Leiden politische Entscheidungen unter Hunger und Müdigkeit?
Passend zur Mittagszeit und dem Küchentisch als Ort des Gesprächs ging es zunächst darum, ob der Wirtschaftsminister zwischen all seinen Terminen eigentlich genug zu essen bekommt – und inwiefern Hunger eigentlich die Qualität politischer Entscheidungen beeinflusst. Der Hunger sei eigentlich kein Problem, Müdigkeit hingegen schon, gerade wenn öfter bis spät in die Nacht getagt wird, so Habeck.
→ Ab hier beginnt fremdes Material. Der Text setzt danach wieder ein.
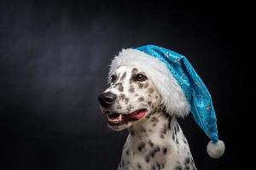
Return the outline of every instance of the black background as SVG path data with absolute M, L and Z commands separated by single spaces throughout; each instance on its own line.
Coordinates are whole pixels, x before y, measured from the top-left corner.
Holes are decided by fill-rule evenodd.
M 222 158 L 208 157 L 191 115 L 180 120 L 198 169 L 246 169 L 250 11 L 216 1 L 1 1 L 0 169 L 115 169 L 126 132 L 107 128 L 97 95 L 111 59 L 148 43 L 186 55 L 212 94 Z

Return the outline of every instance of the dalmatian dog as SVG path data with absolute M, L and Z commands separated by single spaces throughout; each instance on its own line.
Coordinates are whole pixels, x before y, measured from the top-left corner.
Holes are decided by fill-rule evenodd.
M 114 131 L 129 130 L 118 170 L 195 170 L 188 141 L 175 116 L 146 72 L 120 65 L 100 96 L 102 112 Z

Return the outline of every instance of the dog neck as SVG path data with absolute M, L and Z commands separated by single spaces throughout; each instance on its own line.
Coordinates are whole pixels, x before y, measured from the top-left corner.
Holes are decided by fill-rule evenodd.
M 135 169 L 140 167 L 143 169 L 153 167 L 179 169 L 186 162 L 189 163 L 188 166 L 195 166 L 187 139 L 176 117 L 165 111 L 151 113 L 133 124 L 129 132 L 119 169 L 135 164 L 137 165 Z
M 133 124 L 129 128 L 129 133 L 131 138 L 137 141 L 150 140 L 154 143 L 165 143 L 164 141 L 166 140 L 170 143 L 171 138 L 174 145 L 179 143 L 180 136 L 177 136 L 183 135 L 177 118 L 170 116 L 164 109 L 151 113 L 141 122 Z

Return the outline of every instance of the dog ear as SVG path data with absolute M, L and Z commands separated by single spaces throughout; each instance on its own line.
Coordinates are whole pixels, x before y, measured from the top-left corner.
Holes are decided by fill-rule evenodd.
M 160 94 L 161 104 L 168 114 L 183 117 L 189 112 L 190 105 L 182 88 L 163 62 L 137 49 L 123 49 L 112 60 L 108 82 L 114 70 L 122 65 L 143 70 Z

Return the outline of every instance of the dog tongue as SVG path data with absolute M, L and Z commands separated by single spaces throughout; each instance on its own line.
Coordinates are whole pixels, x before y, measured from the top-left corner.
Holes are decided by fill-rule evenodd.
M 137 121 L 145 116 L 147 110 L 141 110 L 131 113 L 131 115 L 125 116 L 127 121 Z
„Manchmal brauchen Entscheidungen wahrscheinlich die Drucksituationen, dass es nun auch wirklich ausgereizt ist. Aber ob sie dann besser werden, da kann man ein Fragezeichen setzen.“
Da beim Kitchen Talk kein Essen serviert wird, musste zunächst Habecks Erinnerung an Labskaus, unter anderem aus Kindheitstagen im Kieler Umland, genügen. Und natürlich wurde auch kurz über die neulich bekannt gewordenen Königsberger Klopse des Kanzlers gesprochen, die Habecks Kabinettskollege Karl Lauterbach bei der ersten Ausgabe des Formats aufgegriffen hatte.
Ein Schriftsteller wird Politiker
Beim Blick auf Habecks Vergangenheit wurde deutlich, dass bereits früh, mit elf Jahren, sein Interesse am politischen Diskutieren erwachte, als es darum ging, ob seine Schule nach Heinrich Heine benannt werden sollte. Als politischer Redner verortet sich Habeck, der 2002 im Alter von 33 Jahren den Grünen beitrat, heute „irgendwo zwischen Scholz und Söder“, wie das Publikum mit einem Augenzwinkern erfuhr.
Da der promovierte Germanist lange Zeit gemeinsam mit seiner Frau als Schriftsteller tätig war, wurde natürlich auch sein Wirken als Autor, u.a. für Kinder- und Jugendbücher, aufgegriffen. So seien seine Bücher ebenfalls „Produkte ihrer Zeit“. Zum Beispiel wurden die Kindernamen in Habecks Büchern von den Verlagen zeitgemäß angepasst.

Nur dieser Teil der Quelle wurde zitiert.